Lower classes need time, money and knowledge. None of that comes out of social
media, even LinkedIn is a big reach.

I'm blue collar myself by the way. The attention spans of my coworkers are
shot and the younger they are the worse it gets. You're supposed to have a
short term memory of about 5-7 items - today it's about 2-3. That's an immense
cost.

If you talk of groups with intense focus like the forums peripheral to some
activity - that is completely different to what social media is.

You know what blue collar workers need? Self Driving cars. Silicon Valley
should concentrate on making that deliverable because it is itself distracted.

> This is such a blatantly obvious social control and fund raising scheme not
> meant to actually help anyone

Sure but often immoral motives have positive side affects.

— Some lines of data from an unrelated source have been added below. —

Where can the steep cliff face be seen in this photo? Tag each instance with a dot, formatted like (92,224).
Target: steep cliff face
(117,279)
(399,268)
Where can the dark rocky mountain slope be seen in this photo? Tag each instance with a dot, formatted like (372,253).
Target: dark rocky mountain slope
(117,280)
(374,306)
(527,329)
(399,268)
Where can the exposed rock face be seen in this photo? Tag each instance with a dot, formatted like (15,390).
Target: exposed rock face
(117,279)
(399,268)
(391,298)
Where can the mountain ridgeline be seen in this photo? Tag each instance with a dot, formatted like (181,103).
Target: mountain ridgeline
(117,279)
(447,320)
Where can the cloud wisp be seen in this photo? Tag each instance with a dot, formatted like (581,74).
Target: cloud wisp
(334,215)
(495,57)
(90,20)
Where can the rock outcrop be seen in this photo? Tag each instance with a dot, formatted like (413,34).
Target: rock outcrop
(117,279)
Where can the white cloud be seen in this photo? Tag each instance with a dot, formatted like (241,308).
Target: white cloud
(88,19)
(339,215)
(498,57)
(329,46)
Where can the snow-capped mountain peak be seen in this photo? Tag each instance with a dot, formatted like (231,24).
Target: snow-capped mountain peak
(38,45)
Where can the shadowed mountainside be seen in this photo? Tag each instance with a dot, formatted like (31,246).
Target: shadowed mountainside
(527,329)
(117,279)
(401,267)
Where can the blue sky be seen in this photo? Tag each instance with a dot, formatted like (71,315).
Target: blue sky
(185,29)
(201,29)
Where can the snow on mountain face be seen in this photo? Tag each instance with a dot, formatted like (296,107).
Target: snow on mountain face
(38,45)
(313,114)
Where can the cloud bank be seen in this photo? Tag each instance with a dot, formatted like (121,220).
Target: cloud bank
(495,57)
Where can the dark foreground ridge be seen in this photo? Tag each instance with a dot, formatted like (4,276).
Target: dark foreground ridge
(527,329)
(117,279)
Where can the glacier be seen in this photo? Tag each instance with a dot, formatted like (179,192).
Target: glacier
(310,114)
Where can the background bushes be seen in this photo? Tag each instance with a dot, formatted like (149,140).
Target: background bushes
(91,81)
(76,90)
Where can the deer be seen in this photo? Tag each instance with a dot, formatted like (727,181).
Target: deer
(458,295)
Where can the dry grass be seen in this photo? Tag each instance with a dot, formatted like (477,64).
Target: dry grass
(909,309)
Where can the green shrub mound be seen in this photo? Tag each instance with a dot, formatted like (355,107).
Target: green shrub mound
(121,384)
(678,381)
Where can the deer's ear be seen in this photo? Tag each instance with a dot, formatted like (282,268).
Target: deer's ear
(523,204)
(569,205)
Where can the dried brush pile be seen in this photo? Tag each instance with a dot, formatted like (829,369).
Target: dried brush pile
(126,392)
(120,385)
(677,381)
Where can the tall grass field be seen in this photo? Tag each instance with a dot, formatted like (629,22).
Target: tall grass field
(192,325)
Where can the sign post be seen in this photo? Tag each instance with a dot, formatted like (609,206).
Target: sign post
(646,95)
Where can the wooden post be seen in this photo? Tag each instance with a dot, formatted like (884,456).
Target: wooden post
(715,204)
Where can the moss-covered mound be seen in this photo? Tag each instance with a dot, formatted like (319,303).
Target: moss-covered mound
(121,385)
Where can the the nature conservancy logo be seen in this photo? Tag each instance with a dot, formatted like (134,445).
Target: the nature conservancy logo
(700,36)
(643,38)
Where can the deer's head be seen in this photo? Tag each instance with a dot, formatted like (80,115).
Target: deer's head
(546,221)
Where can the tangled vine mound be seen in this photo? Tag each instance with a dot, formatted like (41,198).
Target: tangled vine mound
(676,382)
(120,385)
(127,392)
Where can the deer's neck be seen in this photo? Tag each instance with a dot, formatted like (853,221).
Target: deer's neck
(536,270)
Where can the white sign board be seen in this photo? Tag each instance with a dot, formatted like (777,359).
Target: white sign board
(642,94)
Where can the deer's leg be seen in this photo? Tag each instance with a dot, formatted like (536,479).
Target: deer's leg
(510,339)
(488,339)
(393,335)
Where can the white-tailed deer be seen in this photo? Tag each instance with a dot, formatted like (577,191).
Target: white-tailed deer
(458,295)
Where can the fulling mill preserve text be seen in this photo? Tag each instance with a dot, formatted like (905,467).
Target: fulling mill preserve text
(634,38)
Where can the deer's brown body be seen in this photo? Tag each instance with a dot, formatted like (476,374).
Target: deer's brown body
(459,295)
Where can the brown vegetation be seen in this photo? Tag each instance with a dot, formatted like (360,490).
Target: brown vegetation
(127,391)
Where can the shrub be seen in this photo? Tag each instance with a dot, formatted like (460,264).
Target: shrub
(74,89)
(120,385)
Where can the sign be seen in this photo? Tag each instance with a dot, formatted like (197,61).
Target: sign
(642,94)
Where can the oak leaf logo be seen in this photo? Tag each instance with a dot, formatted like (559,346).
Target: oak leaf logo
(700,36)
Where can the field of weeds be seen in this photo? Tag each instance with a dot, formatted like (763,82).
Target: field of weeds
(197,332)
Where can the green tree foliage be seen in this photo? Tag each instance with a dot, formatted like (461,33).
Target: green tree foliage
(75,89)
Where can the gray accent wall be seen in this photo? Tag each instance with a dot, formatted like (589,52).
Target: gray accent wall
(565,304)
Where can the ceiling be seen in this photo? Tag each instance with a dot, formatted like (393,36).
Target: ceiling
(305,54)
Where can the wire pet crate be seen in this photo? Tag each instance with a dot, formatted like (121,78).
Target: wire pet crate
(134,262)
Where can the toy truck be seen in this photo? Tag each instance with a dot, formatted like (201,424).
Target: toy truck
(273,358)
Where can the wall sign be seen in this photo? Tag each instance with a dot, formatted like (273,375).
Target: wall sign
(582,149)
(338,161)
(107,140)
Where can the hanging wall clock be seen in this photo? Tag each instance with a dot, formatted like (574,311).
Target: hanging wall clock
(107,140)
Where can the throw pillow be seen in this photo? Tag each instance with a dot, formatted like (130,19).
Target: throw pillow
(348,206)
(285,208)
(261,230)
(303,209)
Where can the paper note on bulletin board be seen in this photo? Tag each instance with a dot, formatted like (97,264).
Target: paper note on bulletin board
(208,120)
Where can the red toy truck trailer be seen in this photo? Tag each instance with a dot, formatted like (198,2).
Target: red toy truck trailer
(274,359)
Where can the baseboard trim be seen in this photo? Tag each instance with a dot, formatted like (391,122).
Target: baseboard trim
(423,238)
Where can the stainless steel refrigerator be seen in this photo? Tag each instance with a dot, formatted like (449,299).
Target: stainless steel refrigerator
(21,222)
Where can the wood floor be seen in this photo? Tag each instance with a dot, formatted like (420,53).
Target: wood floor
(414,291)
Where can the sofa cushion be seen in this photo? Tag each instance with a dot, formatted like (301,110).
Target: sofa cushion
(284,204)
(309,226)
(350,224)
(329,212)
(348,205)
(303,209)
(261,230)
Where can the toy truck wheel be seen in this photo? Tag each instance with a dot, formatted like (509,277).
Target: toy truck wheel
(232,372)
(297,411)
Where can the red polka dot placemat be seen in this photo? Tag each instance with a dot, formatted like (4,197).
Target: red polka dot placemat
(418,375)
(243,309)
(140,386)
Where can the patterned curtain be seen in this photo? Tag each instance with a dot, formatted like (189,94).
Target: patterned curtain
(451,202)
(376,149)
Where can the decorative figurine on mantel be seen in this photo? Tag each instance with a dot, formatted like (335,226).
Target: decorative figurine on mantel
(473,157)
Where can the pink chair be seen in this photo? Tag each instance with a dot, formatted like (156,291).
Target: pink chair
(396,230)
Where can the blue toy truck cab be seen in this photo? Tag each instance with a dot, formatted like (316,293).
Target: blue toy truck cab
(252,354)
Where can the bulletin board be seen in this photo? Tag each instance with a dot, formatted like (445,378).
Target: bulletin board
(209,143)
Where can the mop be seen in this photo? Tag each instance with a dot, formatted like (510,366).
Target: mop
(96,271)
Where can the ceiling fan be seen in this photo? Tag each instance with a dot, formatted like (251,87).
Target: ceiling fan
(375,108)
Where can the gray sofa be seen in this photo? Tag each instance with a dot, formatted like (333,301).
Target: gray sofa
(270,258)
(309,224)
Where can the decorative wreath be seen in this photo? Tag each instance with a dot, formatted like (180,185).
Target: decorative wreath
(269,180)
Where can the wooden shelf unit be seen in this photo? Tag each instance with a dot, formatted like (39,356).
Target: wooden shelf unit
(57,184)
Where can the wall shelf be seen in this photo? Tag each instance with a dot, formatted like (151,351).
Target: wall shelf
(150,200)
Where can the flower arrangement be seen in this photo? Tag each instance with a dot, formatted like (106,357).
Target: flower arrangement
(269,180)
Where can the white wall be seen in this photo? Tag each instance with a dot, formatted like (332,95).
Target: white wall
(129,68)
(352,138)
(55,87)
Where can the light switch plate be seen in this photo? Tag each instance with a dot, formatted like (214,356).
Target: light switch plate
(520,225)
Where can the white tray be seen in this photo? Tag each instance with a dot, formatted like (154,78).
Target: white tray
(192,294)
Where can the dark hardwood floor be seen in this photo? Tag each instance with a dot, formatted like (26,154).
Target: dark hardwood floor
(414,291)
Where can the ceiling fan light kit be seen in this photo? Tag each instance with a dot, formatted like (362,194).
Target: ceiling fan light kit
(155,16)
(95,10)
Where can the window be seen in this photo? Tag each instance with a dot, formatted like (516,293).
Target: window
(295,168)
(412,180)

If the Internet went down tomorrow for about a week, I wager the general
sentiment would that of relief. It could be an annual holiday from the
information stream.

It's like how when people stop watching television news they become less
neurotic.

As the phrase attention economy implies, there are limits, and for many people
the Internet has been a DOS on their brains.

> I'm confused how supposedly well educated thinking people can think it's a
> good idea in the benefit of it's victims.

Probably because we think the world's an ecology and not a us vs them
dialectic.

------
forkLding
They should have rolled this tax out for plastic straws and bags, to reduce
the waste output for things that have sustainable alternatives that dont
require constant consumption.